Preferably, the module M4 includes:

module M4.1: the adopted feature extraction network backbone comes from the first 3 blocks of ResNet50, and is initialized by pre-training parameters on ImageNet, an input image is input into the feature extraction network, a feature graph with the output size of 512x128x128 of the second block and a feature graph with the output size of 1024x128x128 of the third block are spliced, and the size of the feature graph obtained after splicing is 1536x512x 512;

module M4.2: and performing characteristic fusion on the spliced characteristic diagram through a cavity convolution layer with the cavity rate of 2 to obtain the final output characteristic diagram with the size of 256x64x 64.

Preferably, the module M5 includes:

module M5.1: the segmentation labeling graph of the support set is reduced to the size of the feature graph obtained in the module M4.2, and the row dimension and the column dimension of the feature graph are divided into 8 parts and are overlapped with each other;

module M5.2: to support set feature graph

By its corresponding segmentation label for each local feature area g

Module M5.3: obtaining the characteristic vector representing the background of the region by the same method

Preferably, the module M6 includes:

module M6.1: calculating a feature vector F of each position of a feature map to be segmented_q(x, y) prototype vector corresponding to local region of support set

Cosine similarity of

Obtaining a similarity matrix;

module M6.2: activating the obtained similarity matrix by using a softmax function to obtain a probability map of the predicted label

Module M6.3: probability map P for predictive labels_qAnd true value labeling M of the set to be segmented_qCalculating the cross entropy loss L_ce(P_q,M_q) Performing end-to-end training by adopting a back propagation algorithm, continuously improving each layer of parameters of a learning feature extraction network by using an SGD optimization algorithm in the training process, and dynamically adjusting the learning rate by adopting a learning rate attenuation strategy;

module M6.4: obtaining a predicted segmentation label of a to-be-segmented set from a predicted probability map

Preferably, the module M7 includes:

module M7.1: giving the class of the organ to be segmented, and determining the starting and stopping range of the type of the organ in the support set and the set to be segmented;

module M7.2: respectively and uniformly grouping the organs in the support set range and the organs in the to-be-segmented set range;

module M7.3: uniformly selecting a preset number of 2D CT slices from each group in the support set to form a new support set, and applying the new support set to all CT slices in corresponding equal parts of the set to be segmented by using an algorithm shown in a module M4-6;

module M7.4: and splicing all the 2D CT slices after the segmentation to obtain the whole 3D segmentation result to be segmented.

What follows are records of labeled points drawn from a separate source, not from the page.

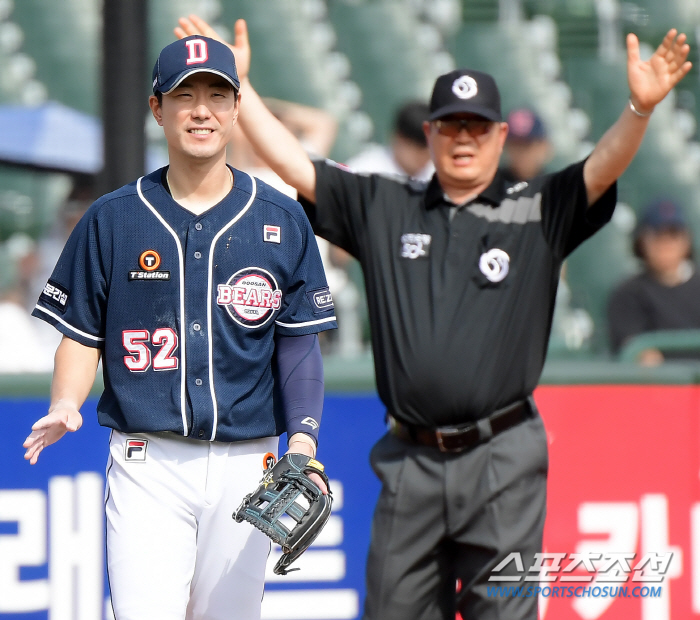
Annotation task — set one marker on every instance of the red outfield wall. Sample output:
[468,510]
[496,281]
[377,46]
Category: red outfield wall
[624,478]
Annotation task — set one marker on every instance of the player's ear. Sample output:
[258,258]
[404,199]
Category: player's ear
[237,107]
[156,109]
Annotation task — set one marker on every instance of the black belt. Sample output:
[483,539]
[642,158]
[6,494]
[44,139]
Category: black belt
[460,438]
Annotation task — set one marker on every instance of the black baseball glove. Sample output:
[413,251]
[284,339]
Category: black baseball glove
[279,494]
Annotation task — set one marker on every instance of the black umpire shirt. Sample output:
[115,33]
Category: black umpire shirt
[460,296]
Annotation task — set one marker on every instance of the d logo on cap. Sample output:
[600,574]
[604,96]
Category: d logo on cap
[465,87]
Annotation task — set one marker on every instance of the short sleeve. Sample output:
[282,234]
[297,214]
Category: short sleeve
[339,213]
[307,304]
[567,220]
[75,297]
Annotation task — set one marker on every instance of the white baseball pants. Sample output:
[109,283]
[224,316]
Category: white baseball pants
[173,550]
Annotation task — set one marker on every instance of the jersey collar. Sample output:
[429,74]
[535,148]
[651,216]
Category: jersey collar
[493,194]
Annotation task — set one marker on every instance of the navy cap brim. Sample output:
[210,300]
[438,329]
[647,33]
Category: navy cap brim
[466,107]
[174,82]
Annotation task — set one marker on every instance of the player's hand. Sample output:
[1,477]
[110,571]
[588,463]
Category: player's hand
[652,80]
[240,48]
[300,446]
[61,419]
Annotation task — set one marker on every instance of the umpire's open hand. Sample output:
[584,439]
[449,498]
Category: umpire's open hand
[241,48]
[63,418]
[650,81]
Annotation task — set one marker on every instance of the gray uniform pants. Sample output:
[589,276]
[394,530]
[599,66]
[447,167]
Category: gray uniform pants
[443,517]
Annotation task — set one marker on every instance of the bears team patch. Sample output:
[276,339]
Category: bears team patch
[251,296]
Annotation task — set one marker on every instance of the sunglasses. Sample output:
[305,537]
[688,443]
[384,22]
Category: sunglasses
[452,127]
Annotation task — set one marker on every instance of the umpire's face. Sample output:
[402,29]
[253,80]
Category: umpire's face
[198,116]
[465,149]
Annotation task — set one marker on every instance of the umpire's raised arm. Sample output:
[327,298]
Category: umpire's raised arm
[649,81]
[271,139]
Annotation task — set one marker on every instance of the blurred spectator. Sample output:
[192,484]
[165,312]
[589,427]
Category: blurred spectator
[527,147]
[49,249]
[22,349]
[408,152]
[666,295]
[316,130]
[572,328]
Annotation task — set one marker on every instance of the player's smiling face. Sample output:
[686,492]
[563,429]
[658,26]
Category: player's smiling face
[198,116]
[465,149]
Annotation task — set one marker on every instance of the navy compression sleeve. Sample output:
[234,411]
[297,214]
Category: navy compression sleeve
[299,375]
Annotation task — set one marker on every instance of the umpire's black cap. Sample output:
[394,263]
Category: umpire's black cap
[193,54]
[465,90]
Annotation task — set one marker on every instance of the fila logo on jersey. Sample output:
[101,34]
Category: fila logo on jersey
[197,51]
[272,234]
[55,295]
[251,296]
[494,264]
[135,450]
[415,245]
[321,300]
[149,261]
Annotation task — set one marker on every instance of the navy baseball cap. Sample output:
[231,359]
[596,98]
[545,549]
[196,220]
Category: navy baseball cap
[464,90]
[525,125]
[193,54]
[663,214]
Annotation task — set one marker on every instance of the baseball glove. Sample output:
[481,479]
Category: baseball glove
[277,495]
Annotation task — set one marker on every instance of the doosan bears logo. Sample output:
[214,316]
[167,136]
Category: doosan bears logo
[251,296]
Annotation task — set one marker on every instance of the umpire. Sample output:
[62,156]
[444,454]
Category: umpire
[461,276]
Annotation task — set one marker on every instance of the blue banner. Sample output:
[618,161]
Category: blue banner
[52,520]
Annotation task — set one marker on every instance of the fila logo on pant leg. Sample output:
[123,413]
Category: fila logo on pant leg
[135,450]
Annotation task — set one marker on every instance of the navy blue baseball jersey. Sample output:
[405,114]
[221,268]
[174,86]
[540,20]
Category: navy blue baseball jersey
[185,307]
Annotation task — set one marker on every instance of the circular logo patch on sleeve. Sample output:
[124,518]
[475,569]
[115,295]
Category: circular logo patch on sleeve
[494,264]
[251,296]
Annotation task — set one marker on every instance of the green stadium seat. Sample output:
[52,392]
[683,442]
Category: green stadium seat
[67,65]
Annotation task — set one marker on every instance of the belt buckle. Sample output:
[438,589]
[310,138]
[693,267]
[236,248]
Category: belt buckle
[441,434]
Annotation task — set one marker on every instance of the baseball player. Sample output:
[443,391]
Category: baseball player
[461,276]
[202,291]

Compared with the prior art, the invention has the following beneficial effects:

the invention uses the spatial position similarity prior of the same kind of organs in the CT image, and takes the CT image with the segmentation label of a certain kind of organs in the support set as the segmentation basis of the unmarked organ of the kind in the to-be-labeled set, thereby reducing the requirement of a large amount of labels of the traditional full-supervised segmentation model.

Drawings

Other features, objects and advantages of the invention will become more apparent upon reading of the detailed description of non-limiting embodiments with reference to the following drawings:

FIG. 1 is an overall flow chart of the present invention;

FIG. 2 is a block diagram of a few samples segmentation module;

fig. 3 is a schematic diagram of a uniformly spaced sampling strategy.

Detailed Description

The present invention will be described in detail with reference to specific examples. The following examples will assist those skilled in the art in further understanding the invention, but are not intended to limit the invention in any way. It should be noted that it would be obvious to those skilled in the art that various changes and modifications can be made without departing from the spirit of the invention. All falling within the scope of the present invention.

Example (b):

the invention provides a few-sample segmentation method of an organ CT image by utilizing space position information and a prototype network (prototype network), and the whole flow chart is shown as figure 1 and comprises the following steps:

step 1: using a Visceral organ segmentation data set as a training data set (65 CT scans) and a testing data set (20 CT scans), wherein organ types in the training set and organ types in the testing set are strictly mutually exclusive, namely the organ types during testing do not appear during training;

step 2: carrying out maximum and minimum normalization processing on a CT image for training and testing, normalizing the gray value of the CT image to a [0,1] interval, and carrying out data enhancement on a training data set by adopting random contrast transformation, random brightness transformation and random Gamma transformation;

and step 3: in each training batch, randomly selecting a class of organs in a training set, and randomly selecting K + N CT images from all CT images with the class of organ segmentation labels, wherein K images are used as support sets, the rest N images are used as sets to be segmented, and the size of each image is 512x 512;

and 4, step 4: constructing a ResNet 50-based feature extraction network for extracting features of images in a support set and a to-be-segmented set so as to obtain a feature map with the size of 256x64x 64;

and 5: the segmentation label graph of the support set is narrowed down to the size of the feature graph obtained in step 4.2, i.e. (64x 64). The feature map is divided into 8 × 8 local feature regions (64 local feature regions in total) that overlap each other while being equally divided (i.e., the row dimension and the column dimension of the feature map are divided into 8 parts). Performing local average pooling on the marked organ region and the background region in each local feature region to obtain a prototype vector representing the organ in the region and a prototype vector representing the background; in the development process, we find that two parameter designs of 8X8 (namely, the width dimension and the height dimension of a feature map are divided into 8 areas) and 'mutual overlapping' greatly contribute to the system effect;

step 6: sequentially carrying out similarity calculation on the feature vector of each position in the feature sub-region of the to-be-segmented set and the organ prototype vector and the background prototype vector of the support set in the region obtained in the step 5, and obtaining the segmentation label of the position according to the calculated similarity, wherein the step 456 is specifically shown in fig. 2;

and 7: during testing, a uniform interval pairing strategy is adopted, the 2D segmentation result is expanded to the whole 3D CT, and finally, a 3D segmentation result is obtained, as shown in fig. 3.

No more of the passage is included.